Functional assessment of the type II β regulatory subunit of cAMP-dependent PKA
All mouse protocols were approved by the Animal Care and Use Committee of University of Washington (Seattle, WA). Platelet lysates were prepared from PRP and immunoblotted for PRKAR2B. Citrated whole blood from wild-type C57Bl/6 mice and mice null for Prkar2b29 was diluted 25-fold with Tyrode-N-2-hydroxyethylpiperazine-N′-2-ethanesulfonic acid buffer (140mM NaCl, 2.7mM KCl, 12mM NaHCO3, 0.46mM NaH2PO3, 5.5mM glucose, 10mM N-2-hydroxyethylpiperazine-N′-2-ethanesulfonic acid, pH 7.4), incubated with epinephrine (Bio/Data), or PAR4 activation peptide (PAR4AP; NH2-GYPGQV-CONH2; Abgent), or both, at room temperature for 30 minutes in the presence of 10 μg/mL fluorescein isothiocyanate-conjugated rat anti–mouse CD62P antibody (P-selectin antibody; BD Biosciences). The samples were then fixed with 1% paraformaldehyde and analyzed by flow cytometry.
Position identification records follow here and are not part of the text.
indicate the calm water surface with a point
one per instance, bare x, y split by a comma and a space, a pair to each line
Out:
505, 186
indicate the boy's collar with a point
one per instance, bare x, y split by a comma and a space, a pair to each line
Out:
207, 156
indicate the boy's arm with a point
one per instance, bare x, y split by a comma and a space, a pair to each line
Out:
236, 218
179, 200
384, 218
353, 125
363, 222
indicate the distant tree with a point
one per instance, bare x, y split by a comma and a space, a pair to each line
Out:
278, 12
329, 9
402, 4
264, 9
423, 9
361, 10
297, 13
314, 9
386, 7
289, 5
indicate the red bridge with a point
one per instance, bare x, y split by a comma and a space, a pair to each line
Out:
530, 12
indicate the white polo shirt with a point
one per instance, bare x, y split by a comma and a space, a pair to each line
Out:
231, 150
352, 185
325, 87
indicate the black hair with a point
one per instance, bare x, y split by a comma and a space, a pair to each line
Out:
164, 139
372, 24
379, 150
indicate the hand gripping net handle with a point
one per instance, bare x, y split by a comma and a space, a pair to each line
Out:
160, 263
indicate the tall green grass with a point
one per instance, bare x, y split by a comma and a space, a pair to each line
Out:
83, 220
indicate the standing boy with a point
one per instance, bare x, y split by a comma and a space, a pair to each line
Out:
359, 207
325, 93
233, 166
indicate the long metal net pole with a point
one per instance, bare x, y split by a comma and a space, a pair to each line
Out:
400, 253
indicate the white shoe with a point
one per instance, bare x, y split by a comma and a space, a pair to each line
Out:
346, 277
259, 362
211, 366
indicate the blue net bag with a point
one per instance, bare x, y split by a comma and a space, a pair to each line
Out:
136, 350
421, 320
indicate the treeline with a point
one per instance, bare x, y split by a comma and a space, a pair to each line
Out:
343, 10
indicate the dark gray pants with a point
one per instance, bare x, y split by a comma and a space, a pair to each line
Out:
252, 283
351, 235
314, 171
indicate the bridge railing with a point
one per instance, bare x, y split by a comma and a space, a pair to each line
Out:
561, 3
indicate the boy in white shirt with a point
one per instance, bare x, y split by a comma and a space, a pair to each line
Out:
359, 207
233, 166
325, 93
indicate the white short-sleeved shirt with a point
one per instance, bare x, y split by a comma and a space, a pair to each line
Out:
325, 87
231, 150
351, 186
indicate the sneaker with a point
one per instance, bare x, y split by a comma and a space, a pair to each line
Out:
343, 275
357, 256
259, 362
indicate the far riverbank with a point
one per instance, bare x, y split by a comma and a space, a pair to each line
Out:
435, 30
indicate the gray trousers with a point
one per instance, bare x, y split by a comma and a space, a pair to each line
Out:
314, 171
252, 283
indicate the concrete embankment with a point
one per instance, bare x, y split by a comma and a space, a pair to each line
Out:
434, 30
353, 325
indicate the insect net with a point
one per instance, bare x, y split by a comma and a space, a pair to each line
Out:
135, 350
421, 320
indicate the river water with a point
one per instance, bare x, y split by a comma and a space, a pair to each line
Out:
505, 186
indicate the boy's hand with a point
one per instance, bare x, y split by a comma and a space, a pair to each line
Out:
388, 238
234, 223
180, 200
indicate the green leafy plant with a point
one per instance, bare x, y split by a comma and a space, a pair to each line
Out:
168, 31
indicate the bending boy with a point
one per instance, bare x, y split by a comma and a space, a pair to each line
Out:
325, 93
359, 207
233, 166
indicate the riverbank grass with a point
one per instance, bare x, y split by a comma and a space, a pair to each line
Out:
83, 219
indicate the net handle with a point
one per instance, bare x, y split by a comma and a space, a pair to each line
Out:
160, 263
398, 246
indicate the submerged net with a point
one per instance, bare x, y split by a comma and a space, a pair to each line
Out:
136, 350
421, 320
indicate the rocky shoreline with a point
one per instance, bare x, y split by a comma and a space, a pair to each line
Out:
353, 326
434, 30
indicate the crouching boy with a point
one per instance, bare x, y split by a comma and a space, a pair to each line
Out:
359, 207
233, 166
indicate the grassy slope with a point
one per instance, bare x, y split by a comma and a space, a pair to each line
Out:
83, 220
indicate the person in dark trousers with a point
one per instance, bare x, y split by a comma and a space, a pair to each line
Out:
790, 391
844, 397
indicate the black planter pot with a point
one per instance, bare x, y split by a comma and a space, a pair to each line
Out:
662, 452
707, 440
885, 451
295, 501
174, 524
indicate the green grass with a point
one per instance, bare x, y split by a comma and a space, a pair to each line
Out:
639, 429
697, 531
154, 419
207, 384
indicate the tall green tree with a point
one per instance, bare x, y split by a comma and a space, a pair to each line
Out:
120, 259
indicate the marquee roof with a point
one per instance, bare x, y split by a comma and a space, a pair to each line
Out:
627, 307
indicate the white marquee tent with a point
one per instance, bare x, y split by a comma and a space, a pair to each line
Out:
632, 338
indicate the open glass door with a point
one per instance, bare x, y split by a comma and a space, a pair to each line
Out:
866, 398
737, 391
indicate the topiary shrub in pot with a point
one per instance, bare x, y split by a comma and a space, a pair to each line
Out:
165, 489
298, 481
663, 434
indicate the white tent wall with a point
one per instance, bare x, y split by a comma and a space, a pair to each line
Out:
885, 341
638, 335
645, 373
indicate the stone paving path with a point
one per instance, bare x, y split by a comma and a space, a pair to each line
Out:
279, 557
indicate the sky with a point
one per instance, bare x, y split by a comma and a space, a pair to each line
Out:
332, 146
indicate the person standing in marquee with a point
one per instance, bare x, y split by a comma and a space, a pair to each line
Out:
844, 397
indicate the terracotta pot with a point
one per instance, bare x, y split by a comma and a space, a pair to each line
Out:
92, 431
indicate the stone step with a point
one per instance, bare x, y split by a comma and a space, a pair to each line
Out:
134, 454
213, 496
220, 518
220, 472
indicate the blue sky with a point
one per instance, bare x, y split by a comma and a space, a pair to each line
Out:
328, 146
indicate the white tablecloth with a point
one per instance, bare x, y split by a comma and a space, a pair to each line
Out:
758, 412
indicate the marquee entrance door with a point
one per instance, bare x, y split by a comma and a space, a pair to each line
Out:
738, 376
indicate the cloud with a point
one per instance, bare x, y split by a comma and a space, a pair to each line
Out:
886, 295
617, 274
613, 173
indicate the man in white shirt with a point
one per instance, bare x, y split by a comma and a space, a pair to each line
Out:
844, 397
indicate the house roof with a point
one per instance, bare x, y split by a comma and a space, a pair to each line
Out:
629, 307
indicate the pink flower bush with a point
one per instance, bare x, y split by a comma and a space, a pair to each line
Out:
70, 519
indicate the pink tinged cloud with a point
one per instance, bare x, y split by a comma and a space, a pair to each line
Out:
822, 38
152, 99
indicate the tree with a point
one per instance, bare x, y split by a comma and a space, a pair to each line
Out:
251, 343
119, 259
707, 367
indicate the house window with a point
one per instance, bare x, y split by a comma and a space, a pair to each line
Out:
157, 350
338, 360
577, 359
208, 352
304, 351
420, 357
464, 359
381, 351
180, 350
Platelet mean fluorescence intensity was quantified by flow cytometry and analyzed by multifactor analysis of variance using explanatory variables for agonist dosage, genotype, and animal effects.
Results
miRNA expression profiling
Platelets were categorized as hyper-reactive (n = 13) or hyporeactive (n = 6) based on the maximal aggregation response to 1.5μM epinephrine (mean 83.1% vs 21%, respectively, P < .001) and 4μM ADP (mean 85.3% vs 55.7%, respectively, P < .001). There was no significant difference between the hyper-reactive and hyporeactive subjects for fibrinogen or von Willebrand factor levels (not shown). Because PRP prepared by standard density centrifugation is contaminated with leukocytes (1 leukocyte per 10 000-100 000 platelets), and because leukocytes contain 10 000 to 100 000 times as much RNA as do platelets,30,31 LDP RNA was used for miRNA expression profiling. We found that 284 miRNAs (of > 900 screened) were expressed in all 19 LDP RNA samples. The 15 highest expressed miRNAs are listed in Table 1. Supple-mental Table 1 (available on the Blood Web site; see the Supple-mental Materials link at the top of the online article) provides all 284 platelet miRNAs by expression level.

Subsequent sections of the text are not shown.